There is also an async JS publish (PublishAsync in the Go client) which immediately returns with a PubAckFuture which will eventually be populated with the acknowledgment or error. This may be the preferred API when publishing in a tight loop and you just want to wait until the end to check if all outstanding writes were completed via PublishAsyncCompleted().

Working with synchronous code is often easier to understand, however this asynchronous model of a future (there are other programming models), is fairly straightforward to understand since you can choose to get the ack/error info at a later point in the program. The asynchrony enables other progress to still make progress in lieu of the network call to NATS.

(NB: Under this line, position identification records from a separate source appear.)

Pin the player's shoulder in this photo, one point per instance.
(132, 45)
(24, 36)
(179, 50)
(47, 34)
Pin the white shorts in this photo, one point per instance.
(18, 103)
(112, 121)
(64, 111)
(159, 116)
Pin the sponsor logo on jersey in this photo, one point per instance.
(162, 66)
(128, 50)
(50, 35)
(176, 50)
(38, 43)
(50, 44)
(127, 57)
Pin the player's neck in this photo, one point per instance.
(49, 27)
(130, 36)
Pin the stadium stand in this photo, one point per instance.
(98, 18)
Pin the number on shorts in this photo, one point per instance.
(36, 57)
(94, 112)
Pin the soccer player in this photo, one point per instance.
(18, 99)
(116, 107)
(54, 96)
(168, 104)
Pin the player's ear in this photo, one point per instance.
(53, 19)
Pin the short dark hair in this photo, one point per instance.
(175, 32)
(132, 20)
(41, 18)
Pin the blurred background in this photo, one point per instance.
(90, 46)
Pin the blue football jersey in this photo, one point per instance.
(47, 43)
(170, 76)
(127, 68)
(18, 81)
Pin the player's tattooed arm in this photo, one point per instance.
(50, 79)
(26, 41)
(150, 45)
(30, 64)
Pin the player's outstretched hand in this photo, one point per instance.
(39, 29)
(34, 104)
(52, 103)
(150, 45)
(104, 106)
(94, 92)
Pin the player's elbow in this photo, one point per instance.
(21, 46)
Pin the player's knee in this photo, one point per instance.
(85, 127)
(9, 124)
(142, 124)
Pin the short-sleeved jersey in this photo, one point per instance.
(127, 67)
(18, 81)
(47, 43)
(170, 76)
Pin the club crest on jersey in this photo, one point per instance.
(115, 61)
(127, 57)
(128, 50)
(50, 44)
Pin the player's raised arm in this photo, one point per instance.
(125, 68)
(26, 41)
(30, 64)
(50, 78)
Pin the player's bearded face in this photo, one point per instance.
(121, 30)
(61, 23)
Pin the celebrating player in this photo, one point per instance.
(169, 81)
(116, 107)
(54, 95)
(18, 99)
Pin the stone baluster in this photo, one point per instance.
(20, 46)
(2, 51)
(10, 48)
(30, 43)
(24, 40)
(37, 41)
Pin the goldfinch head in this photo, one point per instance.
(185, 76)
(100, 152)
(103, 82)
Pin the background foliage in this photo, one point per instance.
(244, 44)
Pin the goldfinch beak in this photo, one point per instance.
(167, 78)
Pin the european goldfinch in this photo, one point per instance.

That said, if a successful acknowledgement of the publish is required and other operations depend on this success, then order does in fact matter unless you've considered a local compensating action if a publish error occurs. Choosing the right interaction model highly depends on local dependencies in your code and comfort with dealing with errors, i.e. non-happy-path coding.

The second kind of asynchrony is the behavior of the service the client is interacting with. With NATS, a service is ultimately a subscriber that receive a message and does something with it. If a client is expecting a reply, the service could either do the work (synchronously) and then reply or queue the work and reply that it received the message only (implying the work will be handled later). Obviously the semantics here are different since in the later case, the result/output/effect has not happened yet.

The reason these two synchrony models are distinguished is because the client could still make a synchronous request to a service that handles the message asynchronously. The client would still block on the network interaction, but not for the time to do the work. For those familiar with HTTP, this is similar to the 202 Accepted status code. In both cases, any kind of follow-up interaction by the client needs to be defined. For NATS this could be a unique subject to subscribe to for a future message the service will publish to when the work is done. Alternately, it may be assumed the effect will be observed in some future query interaction.

The combination of an async interaction by the client and async behavior by the service, would result in a future being returned that, when resolved, indicates the message was accepted and will be done later.

Knowing which interaction type to use and/or whether your service should be implemented with async behavior/handling, depends on a variety of factors. However, generally it is easier to start with a synchronous model to get things working and refactor to an asynchronous model where necessary to satisfy latency or scale requirements.